# CPU Heatsink Adapter



## Garyaero (Apr 29, 2012)

I have a zalman cnps7700-cu led cpu cooler that fits amd 754, 939 & 940 socket. I have a am3 is there an adapter


----------



## Masterchiefxx17 (Feb 27, 2010)

I wouldn't recommend using an adapter. If you need an AM3+ CPU cooler, then I would recommend purchasing a new one.


----------



## Rich-M (May 2, 2007)

Agreed that proper fit is too important to be thinking about adapters.


----------



## Bill_Bright (Dec 17, 2004)

This review specifically says, "not AM3" so I agree with the others. It does not matter how good the cooler's heatsink is, the transfer of heat to the heatsink is the critical process that must be the most efficient possible. Putting adapters in the middle only interferes with that heat transfer process. 

If an aftermarket cooler needs an adapter, use the OEM cooler. They are actually pretty darn good anyway.


----------



## Garyaero (Apr 29, 2012)

I know all about good & correct contact between the cpu and heatsink. I just wanted to know if there is a mount that will mount to a am3 mb and accept a 754, 939 or 940 heatsink.


----------



## Bill_Bright (Dec 17, 2004)

> I just wanted to know if there is a mount that will mount to a am3 mb and accept a 754, 939 or 940 heatsink.


It seems to me, whether you call it a "mount" or an "adapter", what you are asking for is still an adapter. 

If your motherboard is an AM3 motherboard, that means the CPU socket is for an AM3, which, in turn, means the heatsink fan assembly mounting mechanism is for an AM3 as well. 

But in fairness, I did some digging to see if such an adapter exists and I could not find one. In fact, the only mention when I search for adapter for AM3 to 939/940 heatsink is your thread here at TSF.


----------



## Masterchiefxx17 (Feb 27, 2010)

You'll need a new CPU cooler for an AM3+, there's no way of getting around that.


----------



## Garyaero (Apr 29, 2012)

My mb is a AM3 Nothing said about a AM3+ I know that's a whole different socket


----------



## Rich-M (May 2, 2007)

Very true as chief got that wrong but you still need to get the right adapter for that cpu as system performance depends on it. This is not the place to try to save money.


----------



## Masterchiefxx17 (Feb 27, 2010)

Garyaero said:


> My mb is a AM3 Nothing said about a AM3+ I know that's a whole different socket





Rich-M said:


> Very true as chief got that wrong but you still need to get the right adapter for that cpu as system performance depends on it. This is not the place to try to save money.


I didn't get that wrong...AM3 and AM3+ use the same mounting holes.

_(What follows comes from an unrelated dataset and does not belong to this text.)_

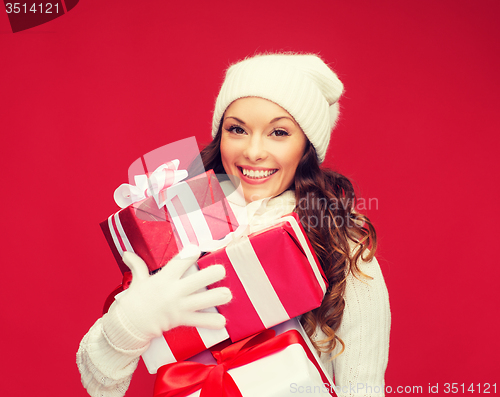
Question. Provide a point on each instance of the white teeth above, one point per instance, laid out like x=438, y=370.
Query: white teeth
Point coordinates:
x=257, y=174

The AM mounting holes haven't changed since AM2:

AMD AM2/2+/3/3+ Quiet CPU Coolers


----------



## Garyaero (Apr 29, 2012)

Ok I just read this on on another site-Any cooler that uses the stock retention system will work on anything from s754 to AM3+ So is this true?


----------



## Panther063 (Jul 13, 2009)

From my experience the CPU die size changes and that determines the type of cooler used. If the old cooler does not fully cover the face of the CPU's surface then it will not be fully efficient.


----------



## gcavan (Aug 13, 2009)

> Ok I just read this on on another site-Any cooler that uses the stock retention system will work on anything from s754 to AM3+ So is this true?


They should but regardless, the Zalman CNPS7700-CU does not use the stock retention system.

When installing, the stock bracket is removed and the backplate is replaced with one shipped with the cooler. The cooler is then fastened to the back plate via a pair of 'L' clips.


----------